先進各国が中国の鉄鋼政策に関心と懸念を持つのは次のような理由だ。中国は2001年のWTO 加盟まで、鉄鋼輸出は殆ど無かった。国内では良質の鉄鋼が生産できず、先進国から輸入していた。わが国にとっても中国は重要な顧客であった。しかし、国内生産が急増するにつれて輸出国の仲間入りをし、世界市場で中国の鉄鋼が目立つようになった。2008年では6000万トンで、世界最大の鉄鋼輸出国となり、世界市場で価格や需給に影響を与えている。このような中国の拡大は世界経済が順調に拡大している時には大した問題にならないが、景気後退期には決まって通商問題になる。
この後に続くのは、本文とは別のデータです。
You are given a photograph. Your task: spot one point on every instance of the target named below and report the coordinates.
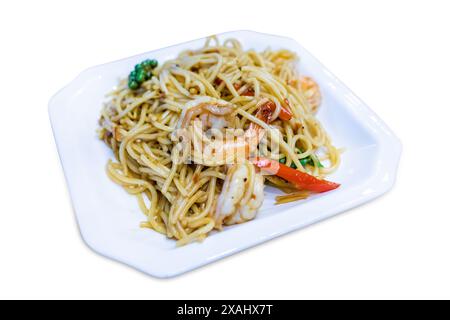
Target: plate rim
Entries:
(389, 143)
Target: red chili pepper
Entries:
(301, 180)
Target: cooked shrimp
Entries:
(217, 114)
(241, 197)
(311, 91)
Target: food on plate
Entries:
(196, 139)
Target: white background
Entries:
(394, 55)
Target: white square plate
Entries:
(109, 218)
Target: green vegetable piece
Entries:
(141, 76)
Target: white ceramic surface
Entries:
(109, 218)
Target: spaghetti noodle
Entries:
(219, 86)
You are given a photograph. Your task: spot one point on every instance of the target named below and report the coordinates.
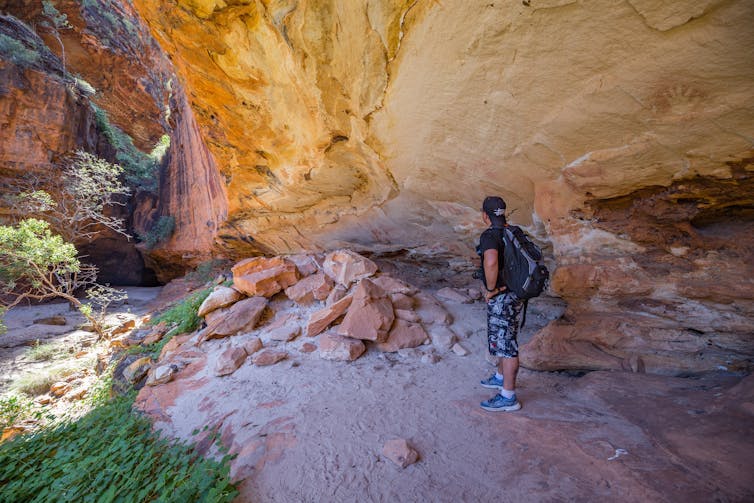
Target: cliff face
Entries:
(620, 134)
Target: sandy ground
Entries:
(308, 429)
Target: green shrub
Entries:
(160, 231)
(109, 454)
(17, 52)
(183, 314)
(42, 352)
(140, 169)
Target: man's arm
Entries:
(490, 273)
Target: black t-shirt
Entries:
(492, 239)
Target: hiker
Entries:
(503, 310)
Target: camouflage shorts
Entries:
(502, 324)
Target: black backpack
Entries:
(524, 270)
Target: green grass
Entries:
(42, 352)
(109, 454)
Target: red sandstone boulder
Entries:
(221, 296)
(269, 357)
(242, 316)
(229, 360)
(314, 287)
(306, 264)
(430, 311)
(321, 319)
(337, 347)
(403, 335)
(370, 315)
(261, 276)
(346, 267)
(252, 345)
(401, 301)
(400, 452)
(393, 285)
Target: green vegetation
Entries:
(207, 271)
(13, 50)
(140, 169)
(109, 454)
(15, 408)
(183, 314)
(42, 352)
(160, 231)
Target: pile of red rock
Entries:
(351, 305)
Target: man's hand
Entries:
(489, 295)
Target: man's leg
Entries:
(508, 367)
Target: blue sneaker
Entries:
(499, 402)
(492, 382)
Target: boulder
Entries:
(337, 293)
(430, 311)
(346, 267)
(138, 369)
(309, 289)
(252, 345)
(241, 316)
(400, 452)
(320, 320)
(221, 296)
(404, 334)
(260, 276)
(285, 333)
(393, 285)
(268, 357)
(401, 301)
(305, 264)
(370, 315)
(337, 347)
(229, 360)
(454, 295)
(161, 375)
(442, 337)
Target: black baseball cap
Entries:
(494, 207)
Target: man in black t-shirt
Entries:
(503, 310)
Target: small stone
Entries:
(138, 369)
(454, 295)
(78, 393)
(252, 345)
(431, 358)
(161, 375)
(285, 334)
(307, 347)
(269, 357)
(460, 350)
(400, 452)
(442, 337)
(51, 320)
(59, 389)
(337, 347)
(229, 360)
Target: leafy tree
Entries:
(87, 186)
(55, 21)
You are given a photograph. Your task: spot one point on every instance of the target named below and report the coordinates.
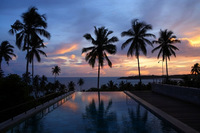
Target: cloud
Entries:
(63, 49)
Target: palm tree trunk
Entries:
(0, 63)
(98, 76)
(166, 71)
(139, 69)
(32, 69)
(98, 83)
(27, 60)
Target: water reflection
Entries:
(100, 119)
(136, 121)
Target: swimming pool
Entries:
(88, 112)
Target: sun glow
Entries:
(67, 50)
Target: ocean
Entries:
(90, 82)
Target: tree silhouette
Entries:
(56, 71)
(138, 40)
(101, 46)
(80, 83)
(195, 69)
(71, 86)
(33, 25)
(35, 52)
(6, 51)
(165, 42)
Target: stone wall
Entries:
(191, 95)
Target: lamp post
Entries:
(162, 68)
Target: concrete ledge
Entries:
(17, 119)
(182, 127)
(187, 94)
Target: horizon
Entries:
(68, 21)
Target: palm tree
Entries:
(6, 51)
(138, 40)
(165, 41)
(101, 45)
(33, 24)
(80, 83)
(195, 69)
(71, 86)
(56, 71)
(35, 52)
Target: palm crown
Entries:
(195, 69)
(6, 51)
(101, 46)
(138, 40)
(33, 26)
(166, 40)
(56, 70)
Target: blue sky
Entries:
(69, 20)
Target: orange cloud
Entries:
(193, 41)
(73, 56)
(66, 50)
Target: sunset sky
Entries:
(69, 20)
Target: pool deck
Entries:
(17, 119)
(185, 116)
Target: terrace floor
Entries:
(185, 112)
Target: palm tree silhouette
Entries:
(80, 83)
(33, 25)
(35, 52)
(56, 71)
(165, 42)
(195, 69)
(102, 45)
(138, 40)
(71, 86)
(6, 51)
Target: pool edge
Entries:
(173, 121)
(4, 126)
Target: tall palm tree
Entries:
(71, 86)
(6, 51)
(138, 40)
(166, 47)
(56, 71)
(80, 82)
(195, 69)
(33, 24)
(101, 46)
(35, 52)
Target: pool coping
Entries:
(173, 121)
(19, 118)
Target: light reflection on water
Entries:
(84, 112)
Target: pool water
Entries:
(90, 112)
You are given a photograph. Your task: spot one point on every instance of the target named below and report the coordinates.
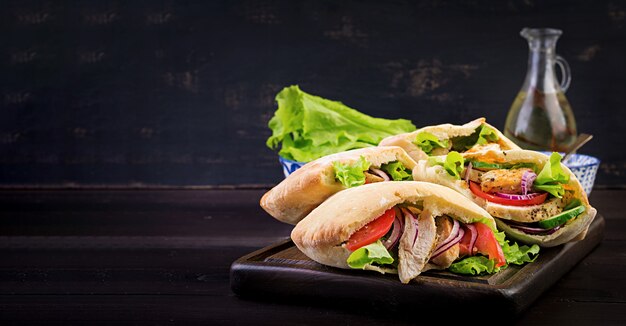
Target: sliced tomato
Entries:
(487, 244)
(372, 231)
(504, 201)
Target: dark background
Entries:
(179, 93)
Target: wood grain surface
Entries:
(164, 256)
(151, 93)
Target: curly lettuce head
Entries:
(308, 127)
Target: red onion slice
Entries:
(474, 234)
(395, 233)
(406, 212)
(518, 197)
(448, 245)
(381, 174)
(528, 178)
(452, 235)
(468, 172)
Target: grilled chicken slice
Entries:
(506, 181)
(444, 228)
(526, 214)
(413, 252)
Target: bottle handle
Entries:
(566, 77)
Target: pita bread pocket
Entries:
(534, 198)
(303, 190)
(404, 228)
(440, 139)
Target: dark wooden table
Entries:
(161, 256)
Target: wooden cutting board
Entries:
(283, 271)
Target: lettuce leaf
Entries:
(474, 265)
(397, 171)
(487, 135)
(483, 135)
(307, 127)
(351, 175)
(427, 142)
(374, 253)
(453, 163)
(513, 253)
(552, 177)
(516, 254)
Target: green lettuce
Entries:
(453, 163)
(513, 253)
(397, 171)
(351, 175)
(374, 253)
(474, 265)
(516, 254)
(487, 135)
(552, 177)
(483, 135)
(307, 127)
(427, 142)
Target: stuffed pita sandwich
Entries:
(534, 198)
(406, 228)
(303, 190)
(476, 135)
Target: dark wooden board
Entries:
(282, 271)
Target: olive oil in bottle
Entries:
(540, 117)
(541, 121)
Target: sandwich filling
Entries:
(409, 239)
(362, 172)
(535, 200)
(482, 138)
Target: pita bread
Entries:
(307, 187)
(446, 132)
(575, 229)
(321, 234)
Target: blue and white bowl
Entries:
(584, 167)
(289, 166)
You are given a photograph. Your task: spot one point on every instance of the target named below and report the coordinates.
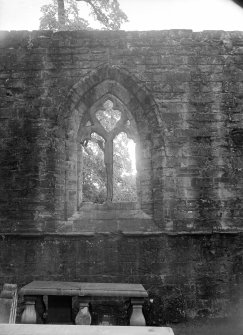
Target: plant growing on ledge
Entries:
(64, 15)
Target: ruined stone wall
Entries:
(185, 90)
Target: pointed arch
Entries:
(131, 94)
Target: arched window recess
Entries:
(107, 118)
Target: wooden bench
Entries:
(26, 329)
(61, 293)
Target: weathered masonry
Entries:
(182, 239)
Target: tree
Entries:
(64, 15)
(94, 175)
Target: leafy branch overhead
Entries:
(64, 15)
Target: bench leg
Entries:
(137, 318)
(29, 314)
(83, 317)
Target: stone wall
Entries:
(184, 90)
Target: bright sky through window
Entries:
(197, 15)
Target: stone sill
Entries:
(130, 233)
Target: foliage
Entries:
(94, 175)
(107, 12)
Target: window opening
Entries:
(109, 130)
(124, 165)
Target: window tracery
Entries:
(107, 122)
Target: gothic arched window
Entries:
(107, 138)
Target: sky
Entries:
(197, 15)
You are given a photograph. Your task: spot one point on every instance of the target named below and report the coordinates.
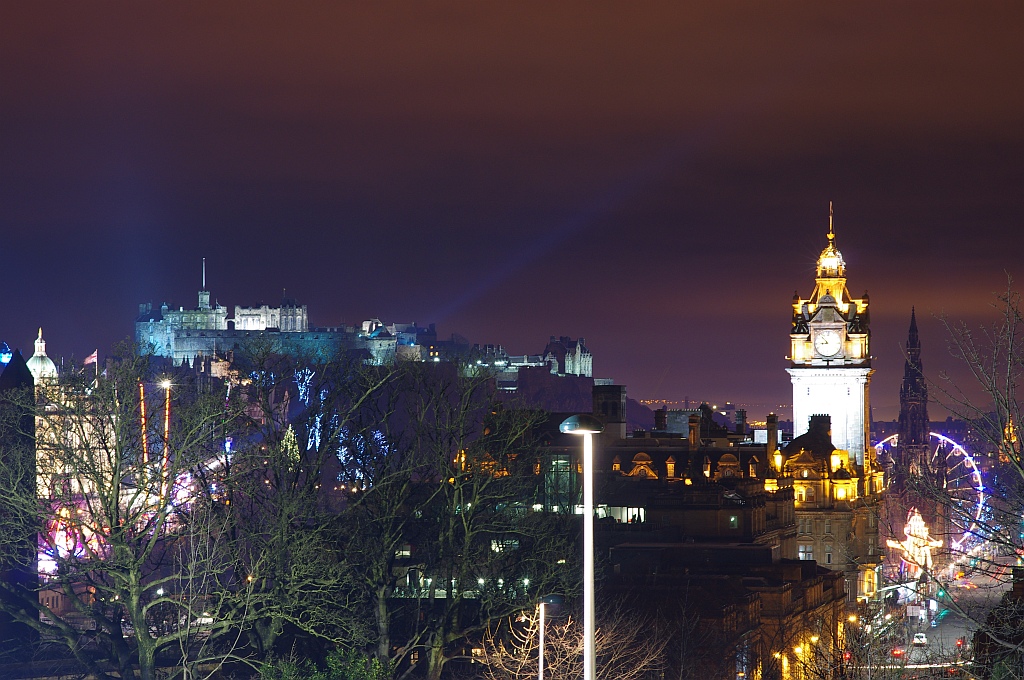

昨年秋以降、世界経済が「100年に1度」といわれる大不況に突入するにつれて需要が急落し、現在世界の鉄鋼生産設備の稼働率は61%にまで下がっており、約4割の設備は休止状態だ。

難しい国有企業の取り扱い

不況になると保護主義が頭を持ち上げるのはいつものことだ。2009年4月3日のG20の首脳声明にも拘わらず、各国は巧妙な手で輸入を抑えようとしている。反ダンピングと補助金相殺関税だ。中国の鉄鋼会社は殆どが国営あるいは地方政府の息のかかった官営企業だ。その経営者は共産党の指名で決まり、資本主義国のように株主ではない。儲かっているかどうかではなく、生産量をいくら拡大したか、雇用をどれだけ増やしたかが評価のポイントのようだ。当然、採算は度外視して生産を続け、余れば海外に安売りをする。こうしてダンピング輸出が不可避となる。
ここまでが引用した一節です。